I had added too much water.
That tiny imperfection—along with what felt like the other four thousand things that inevitably went wrong that day—sent me spiraling into the thought: Why do I feel this way? Why is so much of my joy tied to getting things “just right”?
Deadlines approaching. Expectations pressing in. That all-too-familiar feeling like people are watching, waiting, grading me. In my mind, if I don’t hit the invisible benchmark, I’m letting someone down.
Here’s the funny part: the matcha was actually good—maybe one of the best I’ve made.
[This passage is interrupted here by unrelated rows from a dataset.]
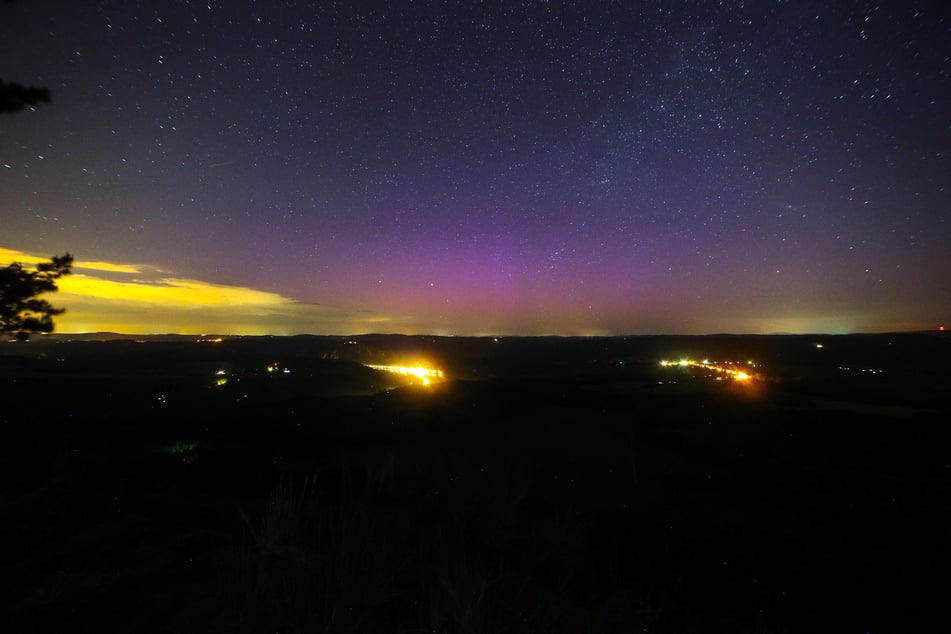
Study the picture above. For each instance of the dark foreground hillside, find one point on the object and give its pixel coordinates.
(278, 485)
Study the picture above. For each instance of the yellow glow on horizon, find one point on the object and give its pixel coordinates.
(145, 299)
(425, 374)
(169, 292)
(722, 369)
(8, 256)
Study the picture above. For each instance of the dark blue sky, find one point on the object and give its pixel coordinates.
(498, 167)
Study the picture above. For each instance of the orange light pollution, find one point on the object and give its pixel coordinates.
(102, 296)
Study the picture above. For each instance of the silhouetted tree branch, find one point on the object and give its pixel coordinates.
(20, 311)
(15, 97)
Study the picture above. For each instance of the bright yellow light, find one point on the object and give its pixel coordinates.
(426, 375)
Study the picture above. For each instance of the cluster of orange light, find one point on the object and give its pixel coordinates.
(426, 375)
(728, 368)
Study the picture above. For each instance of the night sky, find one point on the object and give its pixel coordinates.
(573, 168)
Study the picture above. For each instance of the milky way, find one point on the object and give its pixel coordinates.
(498, 167)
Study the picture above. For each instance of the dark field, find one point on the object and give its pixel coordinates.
(548, 485)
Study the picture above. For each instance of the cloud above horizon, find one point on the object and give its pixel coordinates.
(146, 299)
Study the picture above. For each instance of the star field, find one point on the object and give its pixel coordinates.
(499, 167)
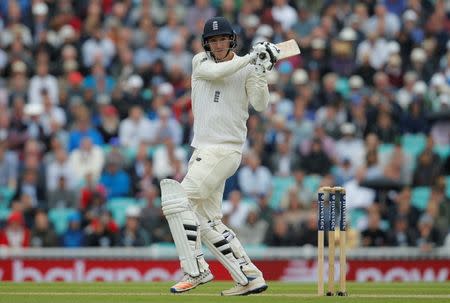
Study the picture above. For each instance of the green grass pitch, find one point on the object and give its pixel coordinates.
(210, 293)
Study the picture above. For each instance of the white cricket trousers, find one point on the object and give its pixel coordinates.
(204, 182)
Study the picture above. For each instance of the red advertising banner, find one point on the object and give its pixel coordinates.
(78, 270)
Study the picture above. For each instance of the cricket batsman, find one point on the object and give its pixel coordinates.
(223, 86)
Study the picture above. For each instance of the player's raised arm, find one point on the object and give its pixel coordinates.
(205, 68)
(218, 61)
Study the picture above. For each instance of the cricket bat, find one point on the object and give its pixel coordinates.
(287, 49)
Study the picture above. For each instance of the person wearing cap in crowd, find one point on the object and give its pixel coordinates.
(43, 82)
(132, 234)
(136, 128)
(133, 94)
(318, 61)
(40, 19)
(42, 235)
(115, 179)
(428, 237)
(420, 64)
(342, 59)
(387, 21)
(15, 234)
(74, 235)
(109, 123)
(350, 146)
(254, 228)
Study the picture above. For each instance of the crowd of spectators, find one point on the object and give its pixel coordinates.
(95, 110)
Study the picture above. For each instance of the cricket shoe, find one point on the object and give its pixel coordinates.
(189, 282)
(254, 286)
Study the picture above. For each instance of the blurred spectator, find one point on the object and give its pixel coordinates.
(98, 49)
(167, 127)
(141, 171)
(344, 172)
(280, 234)
(283, 160)
(349, 146)
(42, 84)
(60, 167)
(308, 231)
(169, 160)
(401, 234)
(385, 128)
(8, 167)
(29, 185)
(15, 234)
(361, 197)
(383, 22)
(254, 179)
(300, 126)
(62, 195)
(115, 180)
(427, 170)
(99, 234)
(99, 81)
(109, 123)
(253, 229)
(402, 207)
(375, 49)
(316, 161)
(178, 56)
(292, 208)
(373, 235)
(83, 129)
(147, 55)
(373, 166)
(171, 31)
(86, 160)
(198, 14)
(132, 234)
(151, 216)
(429, 236)
(235, 210)
(42, 235)
(74, 235)
(136, 129)
(267, 212)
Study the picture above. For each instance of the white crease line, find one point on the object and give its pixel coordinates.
(193, 294)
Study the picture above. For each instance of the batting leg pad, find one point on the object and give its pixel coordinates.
(224, 245)
(183, 225)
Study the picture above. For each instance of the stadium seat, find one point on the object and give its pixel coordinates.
(59, 218)
(280, 185)
(420, 196)
(413, 144)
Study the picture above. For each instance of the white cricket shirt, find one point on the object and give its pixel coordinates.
(221, 94)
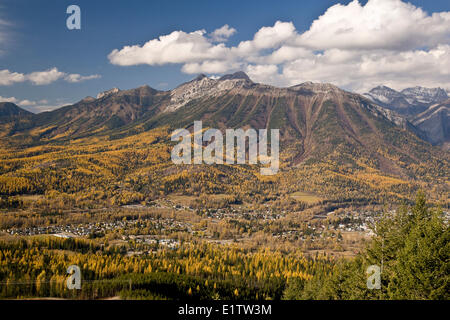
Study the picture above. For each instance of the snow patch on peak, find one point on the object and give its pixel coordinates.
(107, 93)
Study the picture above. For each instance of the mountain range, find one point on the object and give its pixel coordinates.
(341, 140)
(426, 108)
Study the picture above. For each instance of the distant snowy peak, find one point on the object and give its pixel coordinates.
(425, 95)
(202, 86)
(409, 101)
(383, 94)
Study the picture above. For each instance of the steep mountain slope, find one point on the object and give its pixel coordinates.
(435, 121)
(112, 109)
(408, 102)
(314, 119)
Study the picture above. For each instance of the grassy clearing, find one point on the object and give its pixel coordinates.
(308, 198)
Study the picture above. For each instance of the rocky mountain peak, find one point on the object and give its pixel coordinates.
(235, 76)
(107, 93)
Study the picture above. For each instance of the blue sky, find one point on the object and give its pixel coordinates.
(34, 38)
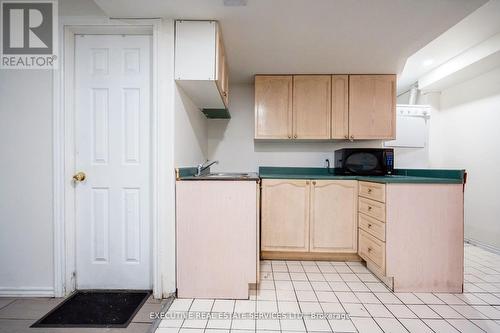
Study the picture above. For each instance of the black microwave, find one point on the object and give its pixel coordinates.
(364, 161)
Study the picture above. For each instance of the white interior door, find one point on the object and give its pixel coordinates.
(112, 126)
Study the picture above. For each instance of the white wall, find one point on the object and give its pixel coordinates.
(464, 134)
(190, 131)
(26, 243)
(231, 142)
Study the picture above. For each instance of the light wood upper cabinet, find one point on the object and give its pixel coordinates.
(285, 215)
(325, 107)
(372, 106)
(333, 216)
(311, 106)
(273, 107)
(340, 107)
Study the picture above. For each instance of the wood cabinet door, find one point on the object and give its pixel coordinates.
(372, 106)
(333, 217)
(285, 215)
(340, 107)
(273, 107)
(312, 106)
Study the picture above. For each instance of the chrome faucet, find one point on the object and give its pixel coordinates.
(203, 166)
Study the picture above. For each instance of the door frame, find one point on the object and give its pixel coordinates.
(64, 150)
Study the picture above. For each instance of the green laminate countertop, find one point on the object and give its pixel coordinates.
(424, 176)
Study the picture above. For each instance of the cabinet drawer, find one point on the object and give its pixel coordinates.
(372, 226)
(372, 208)
(374, 191)
(372, 249)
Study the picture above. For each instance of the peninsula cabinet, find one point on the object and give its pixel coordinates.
(325, 107)
(372, 107)
(411, 235)
(309, 219)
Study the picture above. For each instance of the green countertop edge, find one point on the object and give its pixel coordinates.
(424, 176)
(187, 172)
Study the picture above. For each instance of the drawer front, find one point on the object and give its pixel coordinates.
(374, 191)
(372, 249)
(372, 226)
(372, 208)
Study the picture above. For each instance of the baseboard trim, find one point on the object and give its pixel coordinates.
(27, 292)
(482, 245)
(282, 255)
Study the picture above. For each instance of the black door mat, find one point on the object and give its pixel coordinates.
(96, 308)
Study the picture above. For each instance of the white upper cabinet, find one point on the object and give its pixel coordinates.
(200, 63)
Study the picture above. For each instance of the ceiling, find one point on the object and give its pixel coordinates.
(304, 36)
(475, 28)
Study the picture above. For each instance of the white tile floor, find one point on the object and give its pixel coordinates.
(348, 287)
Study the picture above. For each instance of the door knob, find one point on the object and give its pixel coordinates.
(79, 177)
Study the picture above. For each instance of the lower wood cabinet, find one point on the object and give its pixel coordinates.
(285, 215)
(313, 216)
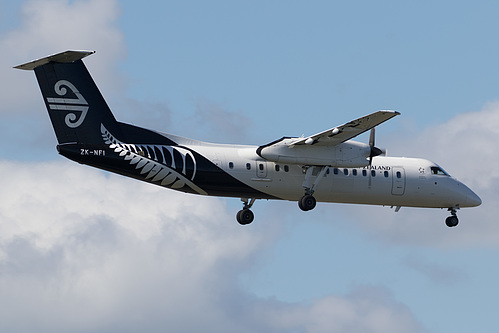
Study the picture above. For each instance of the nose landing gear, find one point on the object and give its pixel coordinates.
(245, 216)
(452, 220)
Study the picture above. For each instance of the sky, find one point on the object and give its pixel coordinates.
(83, 250)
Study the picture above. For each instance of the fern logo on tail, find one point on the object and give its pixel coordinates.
(78, 104)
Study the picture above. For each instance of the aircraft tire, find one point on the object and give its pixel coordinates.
(452, 221)
(307, 202)
(245, 216)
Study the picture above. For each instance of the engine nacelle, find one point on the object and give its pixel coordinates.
(350, 154)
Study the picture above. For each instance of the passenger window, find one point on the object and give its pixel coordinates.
(438, 171)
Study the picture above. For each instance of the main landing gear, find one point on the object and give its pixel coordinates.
(245, 215)
(308, 202)
(452, 220)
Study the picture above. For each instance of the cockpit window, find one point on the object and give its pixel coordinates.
(438, 171)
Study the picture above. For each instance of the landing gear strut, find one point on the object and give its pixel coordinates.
(308, 202)
(452, 220)
(245, 215)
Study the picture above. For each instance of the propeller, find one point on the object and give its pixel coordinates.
(375, 151)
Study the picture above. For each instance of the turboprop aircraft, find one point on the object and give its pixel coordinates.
(325, 167)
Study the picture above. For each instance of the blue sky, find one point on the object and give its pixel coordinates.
(82, 250)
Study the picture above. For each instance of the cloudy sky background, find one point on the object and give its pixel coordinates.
(82, 250)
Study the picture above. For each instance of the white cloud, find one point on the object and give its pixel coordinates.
(81, 250)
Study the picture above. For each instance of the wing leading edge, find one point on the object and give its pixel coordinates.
(340, 134)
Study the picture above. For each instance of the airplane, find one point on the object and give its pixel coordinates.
(325, 167)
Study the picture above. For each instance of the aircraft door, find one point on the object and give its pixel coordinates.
(398, 181)
(261, 169)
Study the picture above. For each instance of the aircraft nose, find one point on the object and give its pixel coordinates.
(471, 199)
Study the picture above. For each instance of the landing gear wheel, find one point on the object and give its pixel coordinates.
(307, 202)
(451, 221)
(245, 216)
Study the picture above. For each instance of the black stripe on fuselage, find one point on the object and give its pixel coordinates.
(163, 153)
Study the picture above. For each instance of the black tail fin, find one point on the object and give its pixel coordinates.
(74, 103)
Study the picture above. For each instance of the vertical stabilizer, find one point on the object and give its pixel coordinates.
(74, 103)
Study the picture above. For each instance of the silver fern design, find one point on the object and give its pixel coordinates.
(168, 166)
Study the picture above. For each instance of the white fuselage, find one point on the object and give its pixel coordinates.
(392, 181)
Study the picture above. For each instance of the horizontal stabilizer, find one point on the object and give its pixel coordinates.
(63, 57)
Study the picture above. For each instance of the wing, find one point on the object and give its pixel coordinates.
(339, 134)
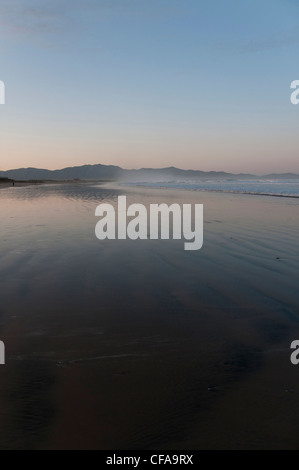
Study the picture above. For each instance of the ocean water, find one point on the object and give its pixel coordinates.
(287, 188)
(138, 344)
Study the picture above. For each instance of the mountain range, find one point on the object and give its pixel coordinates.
(108, 172)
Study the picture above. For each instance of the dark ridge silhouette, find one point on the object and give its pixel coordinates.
(109, 172)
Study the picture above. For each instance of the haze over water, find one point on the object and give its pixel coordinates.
(141, 345)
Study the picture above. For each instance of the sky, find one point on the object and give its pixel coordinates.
(199, 84)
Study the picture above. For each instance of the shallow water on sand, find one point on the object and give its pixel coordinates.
(141, 345)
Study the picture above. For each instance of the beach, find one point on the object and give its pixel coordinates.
(129, 345)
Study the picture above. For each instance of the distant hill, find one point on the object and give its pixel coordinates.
(108, 172)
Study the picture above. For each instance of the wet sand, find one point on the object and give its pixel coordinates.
(141, 345)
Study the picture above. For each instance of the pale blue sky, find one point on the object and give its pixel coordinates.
(191, 83)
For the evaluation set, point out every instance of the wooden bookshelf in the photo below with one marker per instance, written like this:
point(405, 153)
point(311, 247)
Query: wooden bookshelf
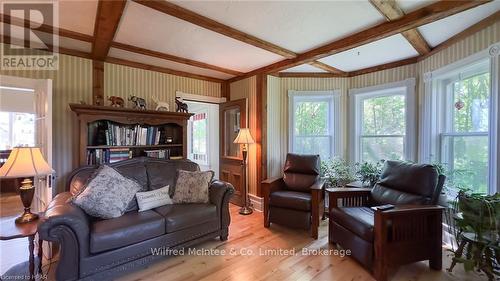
point(103, 129)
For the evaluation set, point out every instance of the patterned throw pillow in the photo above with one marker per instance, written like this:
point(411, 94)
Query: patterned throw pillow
point(107, 194)
point(154, 198)
point(192, 187)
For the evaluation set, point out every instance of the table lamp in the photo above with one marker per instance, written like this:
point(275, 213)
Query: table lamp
point(244, 137)
point(27, 163)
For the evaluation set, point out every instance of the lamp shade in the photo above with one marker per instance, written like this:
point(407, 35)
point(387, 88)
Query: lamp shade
point(244, 137)
point(25, 162)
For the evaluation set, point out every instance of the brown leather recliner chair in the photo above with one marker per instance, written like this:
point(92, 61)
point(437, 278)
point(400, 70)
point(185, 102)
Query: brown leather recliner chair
point(408, 233)
point(296, 199)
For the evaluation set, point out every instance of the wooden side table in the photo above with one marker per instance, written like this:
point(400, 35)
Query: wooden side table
point(10, 230)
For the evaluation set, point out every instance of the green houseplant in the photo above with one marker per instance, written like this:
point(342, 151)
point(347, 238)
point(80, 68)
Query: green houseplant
point(369, 172)
point(337, 172)
point(477, 235)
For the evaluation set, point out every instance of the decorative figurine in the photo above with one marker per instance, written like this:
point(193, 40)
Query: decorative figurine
point(140, 103)
point(181, 106)
point(116, 101)
point(160, 105)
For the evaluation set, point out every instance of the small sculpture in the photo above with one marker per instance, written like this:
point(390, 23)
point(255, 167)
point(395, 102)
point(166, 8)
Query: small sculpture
point(181, 106)
point(116, 101)
point(160, 105)
point(139, 103)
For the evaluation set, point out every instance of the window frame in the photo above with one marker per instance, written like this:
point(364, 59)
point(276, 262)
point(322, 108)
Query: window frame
point(334, 117)
point(359, 95)
point(432, 128)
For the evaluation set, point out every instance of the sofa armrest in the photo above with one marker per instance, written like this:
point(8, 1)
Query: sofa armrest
point(220, 192)
point(68, 226)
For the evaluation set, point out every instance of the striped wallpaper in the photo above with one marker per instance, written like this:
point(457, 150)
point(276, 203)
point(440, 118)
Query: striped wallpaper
point(72, 83)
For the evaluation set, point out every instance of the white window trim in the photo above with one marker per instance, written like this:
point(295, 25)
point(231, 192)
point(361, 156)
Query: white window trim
point(428, 109)
point(356, 96)
point(335, 126)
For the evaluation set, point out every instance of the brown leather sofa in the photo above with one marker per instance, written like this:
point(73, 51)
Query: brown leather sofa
point(95, 249)
point(408, 233)
point(296, 199)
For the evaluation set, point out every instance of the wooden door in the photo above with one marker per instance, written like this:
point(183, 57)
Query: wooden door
point(232, 117)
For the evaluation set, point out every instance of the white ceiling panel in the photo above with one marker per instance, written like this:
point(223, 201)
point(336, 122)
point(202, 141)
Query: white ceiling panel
point(411, 5)
point(78, 15)
point(383, 51)
point(147, 28)
point(295, 25)
point(17, 33)
point(121, 54)
point(304, 68)
point(437, 32)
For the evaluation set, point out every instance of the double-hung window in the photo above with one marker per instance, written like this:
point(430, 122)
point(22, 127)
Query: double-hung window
point(314, 123)
point(459, 121)
point(382, 122)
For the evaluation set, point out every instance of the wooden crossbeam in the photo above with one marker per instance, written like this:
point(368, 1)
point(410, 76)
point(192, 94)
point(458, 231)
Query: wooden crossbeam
point(391, 11)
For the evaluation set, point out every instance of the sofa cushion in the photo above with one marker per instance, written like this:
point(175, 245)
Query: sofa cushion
point(182, 216)
point(291, 200)
point(131, 228)
point(359, 220)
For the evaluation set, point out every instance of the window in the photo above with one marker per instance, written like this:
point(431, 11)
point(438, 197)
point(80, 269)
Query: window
point(16, 129)
point(459, 134)
point(315, 123)
point(199, 138)
point(383, 122)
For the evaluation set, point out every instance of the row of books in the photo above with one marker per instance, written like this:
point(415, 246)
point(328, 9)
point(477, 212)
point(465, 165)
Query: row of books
point(109, 155)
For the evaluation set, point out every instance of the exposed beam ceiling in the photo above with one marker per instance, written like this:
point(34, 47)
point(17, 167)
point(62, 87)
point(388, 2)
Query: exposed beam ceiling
point(207, 23)
point(412, 20)
point(161, 69)
point(172, 58)
point(107, 19)
point(391, 11)
point(46, 28)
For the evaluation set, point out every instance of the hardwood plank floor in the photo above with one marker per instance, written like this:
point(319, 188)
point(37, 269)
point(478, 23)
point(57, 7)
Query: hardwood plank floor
point(246, 258)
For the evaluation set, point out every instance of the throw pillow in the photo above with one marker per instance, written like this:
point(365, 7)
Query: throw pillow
point(107, 193)
point(154, 198)
point(192, 187)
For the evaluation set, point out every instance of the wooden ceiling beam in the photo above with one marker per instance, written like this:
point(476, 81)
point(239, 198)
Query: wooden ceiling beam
point(107, 19)
point(173, 58)
point(425, 15)
point(328, 68)
point(207, 23)
point(391, 11)
point(161, 69)
point(7, 19)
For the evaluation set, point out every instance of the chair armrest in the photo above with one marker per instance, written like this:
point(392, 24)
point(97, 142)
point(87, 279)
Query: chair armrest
point(220, 192)
point(348, 197)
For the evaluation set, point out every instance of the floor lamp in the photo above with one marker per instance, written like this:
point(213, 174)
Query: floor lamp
point(245, 138)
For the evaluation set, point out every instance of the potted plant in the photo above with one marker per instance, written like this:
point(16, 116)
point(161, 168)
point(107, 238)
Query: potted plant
point(369, 172)
point(337, 172)
point(477, 235)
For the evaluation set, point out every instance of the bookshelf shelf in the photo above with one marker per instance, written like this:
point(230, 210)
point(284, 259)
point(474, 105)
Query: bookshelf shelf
point(109, 134)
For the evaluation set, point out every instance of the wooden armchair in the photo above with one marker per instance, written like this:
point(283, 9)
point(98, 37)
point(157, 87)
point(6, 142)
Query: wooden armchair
point(408, 233)
point(297, 198)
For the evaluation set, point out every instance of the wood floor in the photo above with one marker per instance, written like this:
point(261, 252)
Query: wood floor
point(246, 260)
It made me think about how holding onto an expectation for an outcome can blind us to the goodness already in front of us—and, worse, how it can keep us from letting God work according to His will instead of demanding He conform to ours.
The Boost Trap
No matter how much I think I’m doing “all the right things,” God keeps showing me that I’m still relying on outside entities—praise, approval, even the dopamine rush of checking things off a list—to feel okay.
Then I go back to my reference Scripture, Matthew 11:28-30:
“Come to Me…”
How much am I actually paying attention to that part? Meditating on the fact that God is inviting me in—wanting me to come, desiring to care for me.
I love how willing I am now to lay things at the feet of Jesus. That didn’t used to be me.
I used to internalize everything—sitting in pain and anxiety until it made me physically unwell. I thank God that I surrendered.
Learning what God thinks of me helps, but it’s knowing Jesus for myself that has truly shifted my life. Goals and lists are great tools to keep me on track, but they should never substitute the peace and release that comes when I leave it all with Him.